3. I put "the" in shudder quotes because it is not obvious that there is such a thing; rather there are many opinions on how to define a "Catholic." Accepting the "infallible" pronouncements of the Pope, as does DeCelles, is one way, among others, to begin such a definition.

4. He writes, "The Catholic Church's authoritative position on abortions coincides with the views I have developed here (D 12)."

5. An alternative, not examined by either Feinberg or DeCelles, is the possibility that the concept of a person does not have a set of necessary and sufficient conditions, but is governed by what Wittgenstein called a "family resemblance." However, such a distinction will have no effect on the question whether a fetus is a person, if the fetus has none of the characteristics of the "family resemblance."

6. It is not evident to me that God, angels, and devils are persons in Feinberg's sense.

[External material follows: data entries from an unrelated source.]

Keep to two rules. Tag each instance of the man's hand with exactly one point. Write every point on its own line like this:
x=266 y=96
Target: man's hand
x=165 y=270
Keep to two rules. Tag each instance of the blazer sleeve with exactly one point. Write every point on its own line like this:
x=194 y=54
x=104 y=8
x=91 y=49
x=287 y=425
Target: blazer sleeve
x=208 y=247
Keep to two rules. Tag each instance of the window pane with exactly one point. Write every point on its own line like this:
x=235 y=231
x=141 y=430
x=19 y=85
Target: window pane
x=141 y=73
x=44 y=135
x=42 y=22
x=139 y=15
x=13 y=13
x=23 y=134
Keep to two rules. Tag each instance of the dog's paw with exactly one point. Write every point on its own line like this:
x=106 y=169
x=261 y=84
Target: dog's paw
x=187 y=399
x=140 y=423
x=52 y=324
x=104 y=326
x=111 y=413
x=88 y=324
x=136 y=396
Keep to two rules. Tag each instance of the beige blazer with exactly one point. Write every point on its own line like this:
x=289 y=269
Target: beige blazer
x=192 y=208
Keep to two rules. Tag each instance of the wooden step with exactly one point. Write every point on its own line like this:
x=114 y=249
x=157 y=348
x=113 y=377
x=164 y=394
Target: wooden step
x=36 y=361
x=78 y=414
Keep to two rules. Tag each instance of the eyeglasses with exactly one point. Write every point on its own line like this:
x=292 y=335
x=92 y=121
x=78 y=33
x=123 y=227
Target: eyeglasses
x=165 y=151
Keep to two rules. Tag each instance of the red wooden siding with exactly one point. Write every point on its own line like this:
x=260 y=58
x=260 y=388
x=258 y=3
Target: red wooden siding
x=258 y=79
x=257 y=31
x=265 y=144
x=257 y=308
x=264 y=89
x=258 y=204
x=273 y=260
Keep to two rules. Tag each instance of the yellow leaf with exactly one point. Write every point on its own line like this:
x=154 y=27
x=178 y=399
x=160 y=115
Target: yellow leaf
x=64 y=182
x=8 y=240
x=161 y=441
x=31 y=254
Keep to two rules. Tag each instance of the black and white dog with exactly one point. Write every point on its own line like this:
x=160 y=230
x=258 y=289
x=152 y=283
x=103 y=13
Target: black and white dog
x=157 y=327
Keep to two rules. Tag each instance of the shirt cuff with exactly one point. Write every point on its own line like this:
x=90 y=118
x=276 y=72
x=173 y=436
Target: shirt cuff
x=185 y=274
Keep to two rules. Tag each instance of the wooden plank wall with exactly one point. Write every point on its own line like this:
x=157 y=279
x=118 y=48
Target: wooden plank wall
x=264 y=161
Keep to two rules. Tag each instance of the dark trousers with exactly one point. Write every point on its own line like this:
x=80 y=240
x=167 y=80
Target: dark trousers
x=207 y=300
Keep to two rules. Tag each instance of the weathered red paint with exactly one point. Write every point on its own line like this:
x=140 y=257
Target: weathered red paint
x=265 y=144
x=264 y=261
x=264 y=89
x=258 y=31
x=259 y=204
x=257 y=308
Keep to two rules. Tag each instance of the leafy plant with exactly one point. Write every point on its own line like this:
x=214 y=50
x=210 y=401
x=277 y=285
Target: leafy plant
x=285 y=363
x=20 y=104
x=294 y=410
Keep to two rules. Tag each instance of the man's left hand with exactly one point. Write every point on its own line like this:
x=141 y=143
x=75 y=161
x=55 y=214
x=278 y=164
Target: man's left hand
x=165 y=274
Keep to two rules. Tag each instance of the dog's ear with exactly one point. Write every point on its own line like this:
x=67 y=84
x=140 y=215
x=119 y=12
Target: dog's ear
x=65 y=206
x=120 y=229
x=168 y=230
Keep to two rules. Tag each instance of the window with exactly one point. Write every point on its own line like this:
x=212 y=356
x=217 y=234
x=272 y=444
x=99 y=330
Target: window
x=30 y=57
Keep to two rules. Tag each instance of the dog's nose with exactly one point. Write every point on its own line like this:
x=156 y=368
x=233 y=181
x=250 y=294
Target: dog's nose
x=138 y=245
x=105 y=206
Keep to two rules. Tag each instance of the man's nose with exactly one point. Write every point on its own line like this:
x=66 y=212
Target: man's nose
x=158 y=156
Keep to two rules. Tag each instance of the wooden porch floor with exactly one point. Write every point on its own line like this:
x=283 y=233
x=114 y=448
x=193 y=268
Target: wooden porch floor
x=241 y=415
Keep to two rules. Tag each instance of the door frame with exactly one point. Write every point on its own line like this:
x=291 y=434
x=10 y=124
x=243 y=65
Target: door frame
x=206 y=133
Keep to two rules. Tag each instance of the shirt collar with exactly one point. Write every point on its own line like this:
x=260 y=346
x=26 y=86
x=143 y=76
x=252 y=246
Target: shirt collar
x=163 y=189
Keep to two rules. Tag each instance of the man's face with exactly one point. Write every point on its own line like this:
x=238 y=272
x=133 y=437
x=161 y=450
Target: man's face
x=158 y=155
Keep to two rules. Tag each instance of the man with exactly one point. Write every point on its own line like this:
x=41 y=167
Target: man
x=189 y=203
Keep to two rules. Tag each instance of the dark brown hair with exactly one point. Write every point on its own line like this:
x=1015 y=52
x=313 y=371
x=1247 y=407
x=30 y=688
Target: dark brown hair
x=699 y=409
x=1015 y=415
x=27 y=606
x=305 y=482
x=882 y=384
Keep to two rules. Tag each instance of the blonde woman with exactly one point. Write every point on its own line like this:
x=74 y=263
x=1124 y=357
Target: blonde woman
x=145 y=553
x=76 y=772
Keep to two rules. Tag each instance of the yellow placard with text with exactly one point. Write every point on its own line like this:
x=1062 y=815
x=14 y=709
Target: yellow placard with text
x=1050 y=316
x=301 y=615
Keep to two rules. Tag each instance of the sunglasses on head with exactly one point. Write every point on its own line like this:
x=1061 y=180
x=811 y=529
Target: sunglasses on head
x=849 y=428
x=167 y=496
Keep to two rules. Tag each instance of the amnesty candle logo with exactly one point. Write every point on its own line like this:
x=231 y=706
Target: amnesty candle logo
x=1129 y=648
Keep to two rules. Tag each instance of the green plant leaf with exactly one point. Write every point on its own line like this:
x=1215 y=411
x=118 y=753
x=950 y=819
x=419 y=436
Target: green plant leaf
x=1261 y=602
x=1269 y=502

My problem is that I do not have clear concepts of these beings. For example, I do not conceive of God as having pleasure or pain; and although the biblical God is portrayed as subject to emotions, a refined concept of God may not attribute emotions to God. My concepts of angels and devils are even murkier.

7. Mary Anne Warren, "On the Moral and Legal Status of Abortion," The Monist 57 (January 1973): 43-62; reprinted in Richard Wasserstrom, Today's Moral Problems, 2d ed. (New York: Macmillan, 1979), p. 45.

8. Historically, this formula has not always been accepted. Slaves, children, women, and foreigners have sometimes been treated as non-persons, as less than persons, or as semi-persons. Note that the United States Constitution held a slave to be 3/4 of a person.

9. This is a controversial claim. Some writers have claimed that there are rights without correlative duties. The examples cited are not convincing. In fact, it seems to me to be a conceptual truth that: (x)(Ey)(if x has rights, then y has duties).

10. "Thus, to recognize a featherless biped or dolphin or Martian as a person is to think of oneself and it as belonging to a community." Wilfrid Sellars, "Philosophy and the Scientific Image of Man," in Frontiers of Science and Philosophy, ed. Robert Colodny (Pittsburgh: University of Pittsburgh Press, 1962); reprinted in Science, Perception and Reality (London: Routledge and Kegan Paul, Ltd., 1963), p. 38; also "On Reasoning about Values," American Philosophical Quarterly 17 (1980): 81-101. An excellent discussion of Sellars' "we consciousness" is provided by W. David Solomon, "Ethical Theory," in The Synoptic Vision: Essays on the Philosophy of Wilfrid Sellars, ed. C.F. Delaney, Michael J. Loux, Gary Gutting, W. David Solomon (University of Notre Dame Press, 1977). See also Raimo Tuomela, A Theory of Social Action (Dordrecht: Reidel, 1984); Raimo Tuomela and Kaarlo Miller, "We-lntentions and Social Action," Analyse und Kritik 7 (1985): 26-43; idem, "We-lntentions," Philosophical Studies 53 (1988): 367- 389.